Khanna warned that such policies are not only going to affect current international students, “but also presumably discourage students in the future from choosing the US as a destination for higher education. Feeling unwelcome and having an uncertain future would make such students either stay behind in their home country, or choose other destinations like Canada, the UK or Australia.”

Immigration lawyer Poorvi Chothani shared similar views. Students who are currently in India and are either waiting to go back (as they already have a student visa) or are waiting for visa approvals, will be impacted and they may actually change their plans, she said.

"But when you look at it from a different perspective, if you are a student or a parent, what does an American education mean? Forget about exposure to Covid, generally, we send our children there for the exposure they get, the mingling, the interpersonal relationships, the interactions, and access to world-class infrastructure at the universities to name a few,” she pointed out.

All that is anyway not going to happen. “So why spend on living expenses in addition to tuition fees? You might as well do a semester or a year from outside the US if necessary, or take a gap year. This would, in turn, hit the universities' finances hard,” she added.

According to the American non-profit, Institute of International Education, Indian students constitute nearly 20 per cent of the 10.95 lakh students who go from across the world to study in the US. Interestingly, China accounts for over 35 per cent of the foreign students in the United States.

Data from the agency shows as many as 10,94,792 students from across the world went to the US in the academic year 2017-18. Of these, students from China were over 3.63 lakh, and from India 1.96 lakh. The number of international students in the US rose marginally in 2018-19 to 10,95,299. Again, the number of Chinese students was the biggest at 3.69 lakh students, while Indians were second with 2.02 lakh students. To put this in perspective, the number of Indian students, for instance, was more than double those from all of Europe put together both years.

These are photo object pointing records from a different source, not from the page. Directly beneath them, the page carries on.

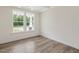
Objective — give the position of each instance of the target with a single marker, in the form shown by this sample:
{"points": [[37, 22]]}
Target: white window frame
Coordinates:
{"points": [[24, 23]]}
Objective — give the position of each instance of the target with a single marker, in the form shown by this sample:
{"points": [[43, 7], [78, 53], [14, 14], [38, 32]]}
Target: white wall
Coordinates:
{"points": [[6, 27], [62, 24]]}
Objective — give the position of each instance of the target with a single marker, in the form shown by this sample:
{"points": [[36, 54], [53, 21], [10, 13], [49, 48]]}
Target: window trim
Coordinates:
{"points": [[24, 21]]}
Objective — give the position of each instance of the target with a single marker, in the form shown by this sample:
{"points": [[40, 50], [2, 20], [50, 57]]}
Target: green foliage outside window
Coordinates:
{"points": [[27, 20]]}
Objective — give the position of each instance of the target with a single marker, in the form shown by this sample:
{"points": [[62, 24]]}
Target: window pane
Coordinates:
{"points": [[18, 18], [17, 24], [29, 22]]}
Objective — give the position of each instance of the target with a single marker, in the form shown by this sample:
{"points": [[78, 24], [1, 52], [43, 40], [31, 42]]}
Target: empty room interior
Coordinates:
{"points": [[39, 29]]}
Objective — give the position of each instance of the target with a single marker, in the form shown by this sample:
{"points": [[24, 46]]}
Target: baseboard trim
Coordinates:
{"points": [[52, 38]]}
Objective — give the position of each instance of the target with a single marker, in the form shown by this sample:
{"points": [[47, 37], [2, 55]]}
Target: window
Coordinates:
{"points": [[22, 21], [29, 21]]}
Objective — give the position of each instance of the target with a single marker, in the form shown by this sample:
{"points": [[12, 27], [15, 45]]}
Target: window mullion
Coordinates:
{"points": [[24, 20]]}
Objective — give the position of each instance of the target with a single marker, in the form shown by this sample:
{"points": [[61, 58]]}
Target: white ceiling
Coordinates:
{"points": [[35, 8]]}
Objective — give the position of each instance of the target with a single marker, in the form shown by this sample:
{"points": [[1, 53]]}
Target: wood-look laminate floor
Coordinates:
{"points": [[37, 44]]}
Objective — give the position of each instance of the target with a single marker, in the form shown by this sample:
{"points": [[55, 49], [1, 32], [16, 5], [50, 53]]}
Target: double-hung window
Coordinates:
{"points": [[22, 21]]}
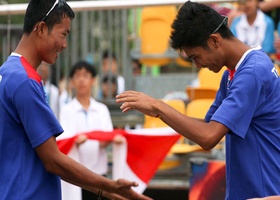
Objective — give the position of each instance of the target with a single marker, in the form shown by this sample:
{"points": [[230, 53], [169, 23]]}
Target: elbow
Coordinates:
{"points": [[50, 168], [207, 144]]}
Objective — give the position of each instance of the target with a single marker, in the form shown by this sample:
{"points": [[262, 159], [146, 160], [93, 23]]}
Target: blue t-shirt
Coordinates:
{"points": [[249, 105], [26, 121]]}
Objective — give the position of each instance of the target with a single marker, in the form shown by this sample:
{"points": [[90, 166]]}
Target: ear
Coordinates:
{"points": [[40, 27], [214, 40]]}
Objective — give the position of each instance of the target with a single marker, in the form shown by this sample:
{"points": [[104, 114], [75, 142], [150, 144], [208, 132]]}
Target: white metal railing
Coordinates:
{"points": [[15, 9], [98, 25]]}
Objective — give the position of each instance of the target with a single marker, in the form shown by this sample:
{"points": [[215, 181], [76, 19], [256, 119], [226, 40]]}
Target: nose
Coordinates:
{"points": [[64, 45]]}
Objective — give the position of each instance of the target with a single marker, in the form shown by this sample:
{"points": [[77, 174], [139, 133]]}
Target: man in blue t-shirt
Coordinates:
{"points": [[246, 109], [30, 162]]}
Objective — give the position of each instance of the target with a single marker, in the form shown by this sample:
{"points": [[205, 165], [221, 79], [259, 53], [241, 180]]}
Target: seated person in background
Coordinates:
{"points": [[110, 65], [109, 86], [136, 67], [83, 114], [277, 43], [254, 27], [52, 92]]}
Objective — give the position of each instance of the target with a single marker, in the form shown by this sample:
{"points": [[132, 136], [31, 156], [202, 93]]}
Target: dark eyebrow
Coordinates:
{"points": [[190, 57]]}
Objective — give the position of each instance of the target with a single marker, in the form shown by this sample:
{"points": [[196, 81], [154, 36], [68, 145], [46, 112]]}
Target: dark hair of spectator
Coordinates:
{"points": [[83, 65]]}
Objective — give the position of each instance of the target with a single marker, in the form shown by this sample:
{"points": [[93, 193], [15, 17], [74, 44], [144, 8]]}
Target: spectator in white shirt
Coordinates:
{"points": [[84, 114]]}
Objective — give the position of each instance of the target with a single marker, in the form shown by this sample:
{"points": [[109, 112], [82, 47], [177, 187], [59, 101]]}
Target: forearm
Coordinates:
{"points": [[71, 171], [267, 6], [207, 135]]}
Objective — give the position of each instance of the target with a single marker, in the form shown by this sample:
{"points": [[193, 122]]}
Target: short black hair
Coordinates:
{"points": [[37, 10], [83, 65], [108, 54], [194, 23]]}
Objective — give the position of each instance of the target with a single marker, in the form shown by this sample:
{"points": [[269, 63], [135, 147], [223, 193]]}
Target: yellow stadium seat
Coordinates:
{"points": [[200, 93], [154, 34], [198, 108]]}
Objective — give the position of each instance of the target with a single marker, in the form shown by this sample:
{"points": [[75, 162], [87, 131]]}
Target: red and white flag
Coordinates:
{"points": [[139, 157]]}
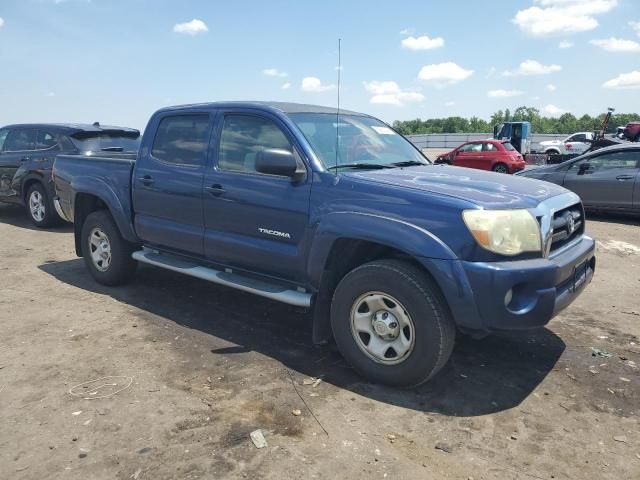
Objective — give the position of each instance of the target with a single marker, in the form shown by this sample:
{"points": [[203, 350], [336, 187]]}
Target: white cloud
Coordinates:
{"points": [[447, 72], [389, 93], [422, 43], [617, 45], [503, 93], [194, 27], [624, 80], [560, 17], [274, 72], [531, 67], [552, 110], [313, 84]]}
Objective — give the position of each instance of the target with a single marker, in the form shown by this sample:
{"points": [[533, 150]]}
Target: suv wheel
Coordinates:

Indian students take loans of a minimum of Rs 40 lakh to as much as Rs 75 lakh to fund their education in the US.

Chothani said, “The new rules may actually backfire on the US government. Universities may even sue their government as they lose out on revenues. US universities are generally not-for-profit organisations. However, they do depend on revenues and donations. Typically, revenues come from students who pay full tuition fees, a large number being foreign nationals, and donations, usually in the form of endowments that are used to pay professors, other expenses.”

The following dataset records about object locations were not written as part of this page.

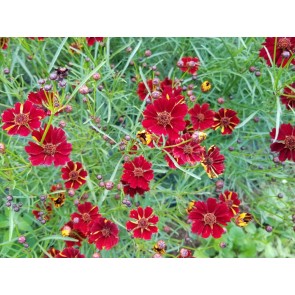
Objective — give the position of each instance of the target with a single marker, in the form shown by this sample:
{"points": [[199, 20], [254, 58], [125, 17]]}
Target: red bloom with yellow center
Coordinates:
{"points": [[104, 234], [74, 175], [189, 152], [278, 50], [208, 218], [92, 40], [226, 119], [165, 116], [213, 162], [138, 173], [189, 64], [86, 214], [285, 143], [144, 223], [288, 97], [231, 200], [22, 119], [54, 149], [70, 252], [202, 116]]}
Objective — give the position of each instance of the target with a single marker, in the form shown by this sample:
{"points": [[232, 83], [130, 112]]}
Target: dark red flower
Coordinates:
{"points": [[285, 143], [74, 175], [226, 119], [22, 119], [189, 64], [132, 191], [288, 97], [54, 149], [104, 234], [165, 116], [208, 218], [142, 91], [138, 173], [87, 214], [274, 48], [189, 152], [70, 253], [202, 116], [91, 40], [144, 223], [231, 200], [213, 162], [4, 43]]}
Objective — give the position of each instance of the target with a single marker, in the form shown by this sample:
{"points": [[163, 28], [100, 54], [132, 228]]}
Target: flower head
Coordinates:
{"points": [[226, 119], [22, 119], [208, 218], [54, 149], [275, 48], [143, 224], [213, 162], [202, 116], [230, 198], [104, 233], [74, 175], [285, 143]]}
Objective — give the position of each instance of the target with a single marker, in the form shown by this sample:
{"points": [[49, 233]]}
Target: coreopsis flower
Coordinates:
{"points": [[86, 214], [70, 252], [288, 97], [278, 50], [189, 64], [54, 149], [132, 191], [230, 198], [190, 151], [209, 217], [104, 234], [285, 143], [91, 40], [165, 116], [226, 119], [143, 224], [22, 119], [4, 43], [74, 175], [213, 162], [201, 116], [138, 173]]}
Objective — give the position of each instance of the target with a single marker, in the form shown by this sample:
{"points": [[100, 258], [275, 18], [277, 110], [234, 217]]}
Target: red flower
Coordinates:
{"points": [[232, 202], [70, 253], [189, 64], [22, 119], [74, 175], [285, 144], [165, 116], [189, 152], [87, 214], [274, 48], [91, 40], [142, 91], [132, 191], [226, 119], [104, 233], [54, 149], [138, 173], [288, 98], [207, 218], [213, 162], [202, 116], [144, 224], [4, 43]]}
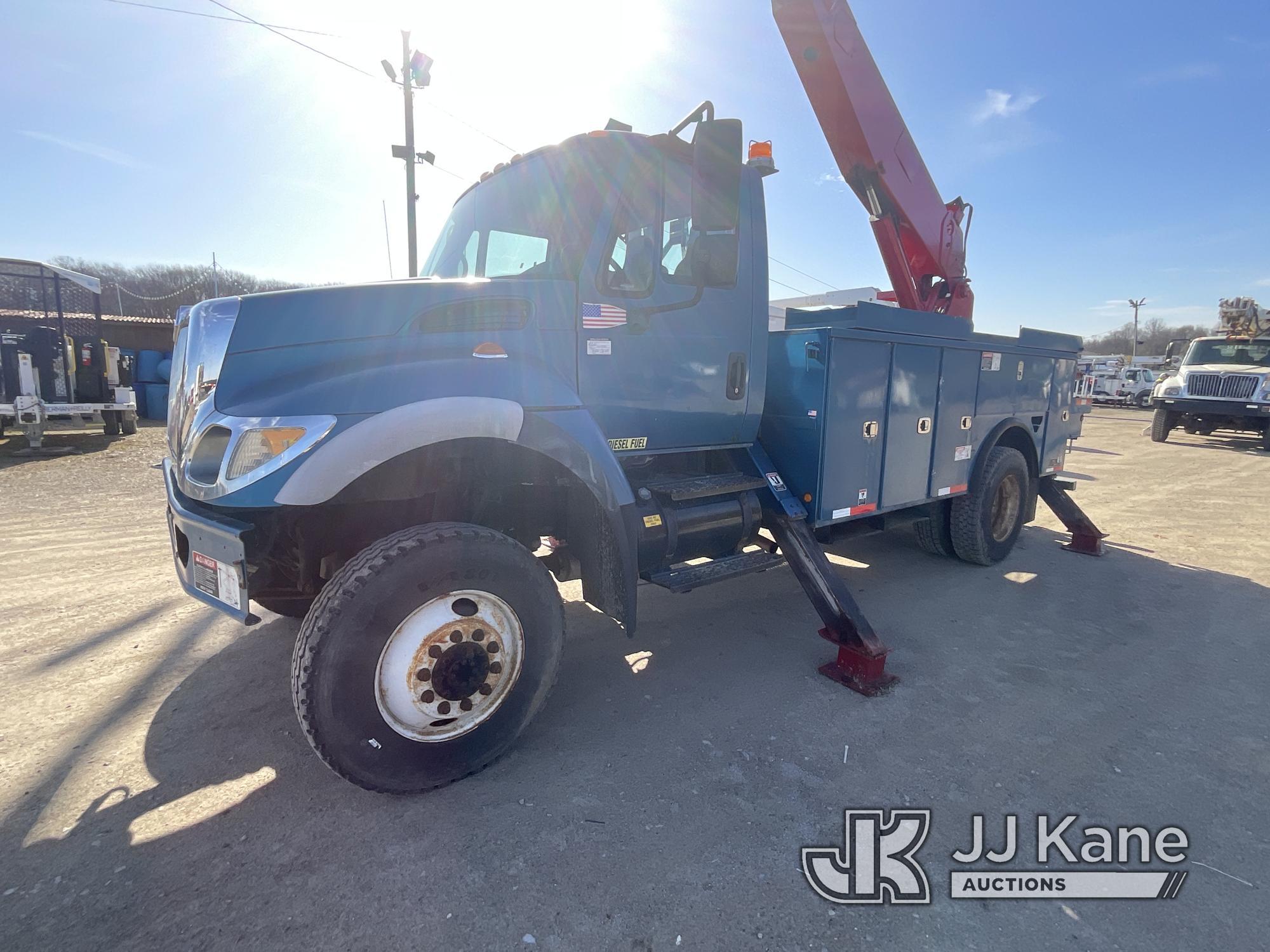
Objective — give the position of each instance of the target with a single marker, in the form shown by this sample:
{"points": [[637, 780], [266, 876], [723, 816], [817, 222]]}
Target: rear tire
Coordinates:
{"points": [[935, 535], [1161, 423], [375, 719], [986, 524]]}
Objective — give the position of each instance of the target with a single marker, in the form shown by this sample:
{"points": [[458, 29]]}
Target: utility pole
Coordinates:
{"points": [[1136, 305], [407, 89], [415, 76], [388, 244]]}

The tuition fees from students are often used to subsidise American students or to subsidise scholarships, etc. “So that money is very important for universities which spend thousands of dollars each year recruiting students from abroad,” she said, adding, “Sometimes, for example, universities recruit a brilliant science student; but because he cannot pay the fees, the university cannot give him admission.”

To retain such promising students, universities offer them scholarships, tuition waivers, support with living expenses, or similar incentives. “Universities may find it hard to fund these if they lose large amounts of revenues from foreign students" she pointed out.

While Indian students abroad took to social media on how their life is caught between the risks of death and deportation and the constant work of re-planning, the US might be hit by the ricochet of its own move.